Privacy & Security: Responsible Disclosure of Security Vulnerabilities
LIFX is committed to the privacy, safety and security of all our customers.
LIFX aims to keep its products safe for everyone. Data security is a priority. If you are a security researcher and have discovered a security vulnerability in our product, website, or service, we appreciate your help in disclosing it to us in a responsible manner.
If you feel your account may have been compromised, or if you suspect fraudulent behavior, do not hesitate to contact our support team. Your issue will be investigated immediately and thoroughly.
Please use our PGP public key to encrypt any email submissions to us at firstname.lastname@example.org
LIFX Improve Security Standards with Encryption
A report posted by Limited Results claimed that three categories of security vulnerability exists in our lights. Indeed we have been working in collaboration with Limited Results since he alerted us to these, with thanks, in 2018. In response, we have already addressed each vulnerability with firmware updates during Q4 2018:
- WiFi credentials are now encrypted
- We have introduced new security settings in the hardware
- Root certificate and RSA private key is now encrypted
Are these vulnerabilities now resolved?
- All of the moderate to high severity vulnerabilities that were identified by Limited Results has been addressed in the firmware and app releases that occurred in late 2018.
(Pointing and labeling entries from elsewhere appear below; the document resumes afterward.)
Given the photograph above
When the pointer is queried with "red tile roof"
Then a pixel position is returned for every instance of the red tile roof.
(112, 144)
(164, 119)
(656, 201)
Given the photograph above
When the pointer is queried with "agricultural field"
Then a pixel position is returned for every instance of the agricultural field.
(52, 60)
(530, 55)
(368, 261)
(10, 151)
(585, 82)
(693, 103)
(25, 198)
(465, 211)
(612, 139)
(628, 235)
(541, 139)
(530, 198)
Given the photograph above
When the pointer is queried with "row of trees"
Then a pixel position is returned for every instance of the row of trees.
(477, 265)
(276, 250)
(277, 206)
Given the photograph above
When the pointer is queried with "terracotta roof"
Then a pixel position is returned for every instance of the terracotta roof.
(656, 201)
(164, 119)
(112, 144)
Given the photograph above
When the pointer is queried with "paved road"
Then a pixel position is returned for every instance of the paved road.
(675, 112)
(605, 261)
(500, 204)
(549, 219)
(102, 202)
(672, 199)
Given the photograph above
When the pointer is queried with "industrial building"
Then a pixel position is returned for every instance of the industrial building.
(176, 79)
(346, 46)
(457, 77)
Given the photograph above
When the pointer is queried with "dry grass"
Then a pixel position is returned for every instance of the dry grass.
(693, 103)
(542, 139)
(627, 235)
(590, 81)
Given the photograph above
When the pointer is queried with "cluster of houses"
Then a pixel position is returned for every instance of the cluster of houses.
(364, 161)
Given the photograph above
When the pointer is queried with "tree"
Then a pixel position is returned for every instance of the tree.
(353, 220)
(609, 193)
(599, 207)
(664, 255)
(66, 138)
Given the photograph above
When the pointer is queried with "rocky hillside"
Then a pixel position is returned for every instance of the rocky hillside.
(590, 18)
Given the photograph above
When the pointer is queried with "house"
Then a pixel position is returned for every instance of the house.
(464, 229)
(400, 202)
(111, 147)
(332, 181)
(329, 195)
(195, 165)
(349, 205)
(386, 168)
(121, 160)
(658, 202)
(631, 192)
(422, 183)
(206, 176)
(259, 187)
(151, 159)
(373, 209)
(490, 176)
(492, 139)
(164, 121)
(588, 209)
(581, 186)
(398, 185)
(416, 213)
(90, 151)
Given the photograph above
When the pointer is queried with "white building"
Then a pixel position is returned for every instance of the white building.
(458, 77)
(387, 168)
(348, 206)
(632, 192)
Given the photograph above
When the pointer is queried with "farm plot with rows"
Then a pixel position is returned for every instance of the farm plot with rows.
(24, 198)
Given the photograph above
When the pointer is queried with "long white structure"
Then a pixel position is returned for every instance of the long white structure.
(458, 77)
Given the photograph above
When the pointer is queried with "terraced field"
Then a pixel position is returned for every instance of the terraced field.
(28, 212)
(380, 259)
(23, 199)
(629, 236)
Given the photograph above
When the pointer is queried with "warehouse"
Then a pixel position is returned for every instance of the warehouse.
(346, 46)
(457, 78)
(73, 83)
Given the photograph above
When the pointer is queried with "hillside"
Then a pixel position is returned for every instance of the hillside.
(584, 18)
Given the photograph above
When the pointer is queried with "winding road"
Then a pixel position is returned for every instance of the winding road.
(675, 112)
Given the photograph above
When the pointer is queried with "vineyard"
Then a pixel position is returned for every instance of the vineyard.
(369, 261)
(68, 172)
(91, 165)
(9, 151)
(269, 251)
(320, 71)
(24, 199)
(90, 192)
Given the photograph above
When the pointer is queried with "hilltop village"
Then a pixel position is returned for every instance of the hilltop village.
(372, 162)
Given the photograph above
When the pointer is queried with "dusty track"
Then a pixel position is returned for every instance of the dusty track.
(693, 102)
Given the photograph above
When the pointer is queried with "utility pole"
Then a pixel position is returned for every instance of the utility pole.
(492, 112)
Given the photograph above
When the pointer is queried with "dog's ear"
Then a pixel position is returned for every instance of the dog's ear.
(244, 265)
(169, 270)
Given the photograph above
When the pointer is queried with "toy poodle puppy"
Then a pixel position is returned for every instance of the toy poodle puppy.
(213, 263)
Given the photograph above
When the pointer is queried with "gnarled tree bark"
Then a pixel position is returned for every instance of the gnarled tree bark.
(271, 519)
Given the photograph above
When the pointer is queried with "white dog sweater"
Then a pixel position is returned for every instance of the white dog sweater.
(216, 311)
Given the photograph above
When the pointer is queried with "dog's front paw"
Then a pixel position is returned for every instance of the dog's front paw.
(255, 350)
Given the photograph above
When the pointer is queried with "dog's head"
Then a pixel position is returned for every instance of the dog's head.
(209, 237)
- All sensitive information stored in the firmware is now encrypted and we have introduced extra security settings in the hardware.
- Customers can obtain the firmware update by opening their LIFX app and a firmware update prompt will be shown, if they haven’t already updated their lights.
If a customer had previously purchased this product, what can they do to make sure that their data is protected?
- Changing username and password credentials would ensure that the vulnerable information is no longer relevant. And we would recommend changing these as regularly as is convenient for any device from laptop to lightbulb.